Patricia "Pat" Gerard is a Democratic politician and the first female mayor for the city of Largo, Florida. Gerard was born in Paterson, New Jersey. She is married and has one child, writer Sarah Gerard.

She earned a Bachelor of Arts degree in Psychology and a  Master of Arts in Rehabilitation Counseling from the University of South Florida. Gerard was a mental health worker in a community-based rehabilitation program after graduating from USF. From 1984 to 1986 she worked as Victim's Advocate for the Largo Police Department. From 1986 to 1992 she worked as director of the Spouse Abuse Shelter of Religious Community Services, where she stayed until 1992. After that, she worked for Family Resources, Inc. as Executive Director of Helpline. She is currently their COO.

She has served on numerous boards, including Suncoast Tiger Bay Board, the Business and Professional Women of St. Petersburg, Leadership Pinellas, Pinellas County Homeless Leadership Board, the United Way Council, Pinellas County Victim Rights Coalition, Pinellas County Domestic Violence Task Force, Florida Coalition Against Domestic Violence, Governor's Coordinating Council on Victim's Rights, and the Florida Alliance of Information and Referral Services Board.

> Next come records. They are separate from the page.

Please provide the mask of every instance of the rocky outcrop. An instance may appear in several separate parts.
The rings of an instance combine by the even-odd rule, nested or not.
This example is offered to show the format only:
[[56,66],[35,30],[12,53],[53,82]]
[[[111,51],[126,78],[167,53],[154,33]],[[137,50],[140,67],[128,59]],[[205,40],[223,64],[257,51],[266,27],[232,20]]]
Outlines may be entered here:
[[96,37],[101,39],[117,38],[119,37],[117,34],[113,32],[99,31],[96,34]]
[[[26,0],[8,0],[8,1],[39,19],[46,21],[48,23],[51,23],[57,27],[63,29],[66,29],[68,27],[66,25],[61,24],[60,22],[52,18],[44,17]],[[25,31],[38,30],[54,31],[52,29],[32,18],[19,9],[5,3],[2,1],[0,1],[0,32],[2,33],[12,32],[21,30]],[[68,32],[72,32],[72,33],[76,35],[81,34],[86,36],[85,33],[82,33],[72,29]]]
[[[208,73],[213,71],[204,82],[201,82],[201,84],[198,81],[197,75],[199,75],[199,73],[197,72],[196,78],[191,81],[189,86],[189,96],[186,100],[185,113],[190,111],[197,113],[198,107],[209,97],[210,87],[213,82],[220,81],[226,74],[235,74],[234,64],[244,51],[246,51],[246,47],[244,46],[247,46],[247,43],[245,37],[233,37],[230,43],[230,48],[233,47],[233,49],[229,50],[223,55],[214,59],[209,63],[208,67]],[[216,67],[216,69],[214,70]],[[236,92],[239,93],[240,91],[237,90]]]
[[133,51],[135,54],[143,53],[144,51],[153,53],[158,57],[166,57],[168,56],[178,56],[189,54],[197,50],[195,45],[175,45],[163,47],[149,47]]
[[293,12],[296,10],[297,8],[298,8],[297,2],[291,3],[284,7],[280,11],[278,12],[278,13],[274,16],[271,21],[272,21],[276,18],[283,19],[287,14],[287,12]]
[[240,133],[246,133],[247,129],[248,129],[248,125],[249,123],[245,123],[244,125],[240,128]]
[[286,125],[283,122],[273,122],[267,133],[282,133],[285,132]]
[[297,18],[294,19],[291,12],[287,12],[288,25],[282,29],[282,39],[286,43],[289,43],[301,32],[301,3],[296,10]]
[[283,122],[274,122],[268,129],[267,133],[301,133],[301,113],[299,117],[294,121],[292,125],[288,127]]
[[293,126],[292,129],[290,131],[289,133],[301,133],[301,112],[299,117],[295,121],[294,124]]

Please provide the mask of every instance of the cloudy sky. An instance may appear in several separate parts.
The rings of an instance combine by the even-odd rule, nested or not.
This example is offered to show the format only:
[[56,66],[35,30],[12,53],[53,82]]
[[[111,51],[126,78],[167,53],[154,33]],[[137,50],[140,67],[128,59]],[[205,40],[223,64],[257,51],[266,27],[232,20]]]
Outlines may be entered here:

Gerard also represents Largo on the Metropolitan Planning Organization, Pinellas Mobility Initiative, Pinellas Planning Council, Health and Human Services Coordinating Council Administrative Forum, Florida League of Cities, and Pinellas Emergency Medical Services Advisory Board.

She was elected to the City Commission in 2000 and again in 2003. She became mayor by defeating her predecessor, Robert E. Jackson, in 2006 in a bitterly contested race.

Gerard and Commissioner Rodney Woods were the two dissenting votes when the Largo City Commission voted to terminate City  Manager Stanton following her announcement of her decision to undergo sex reassignment surgery. In a CNN interview, Gerard explained her position of support for Stanton saying, "We're making a decision here about whether we're going to be an inclusive and compassionate community or are we going to be small-minded and bigoted."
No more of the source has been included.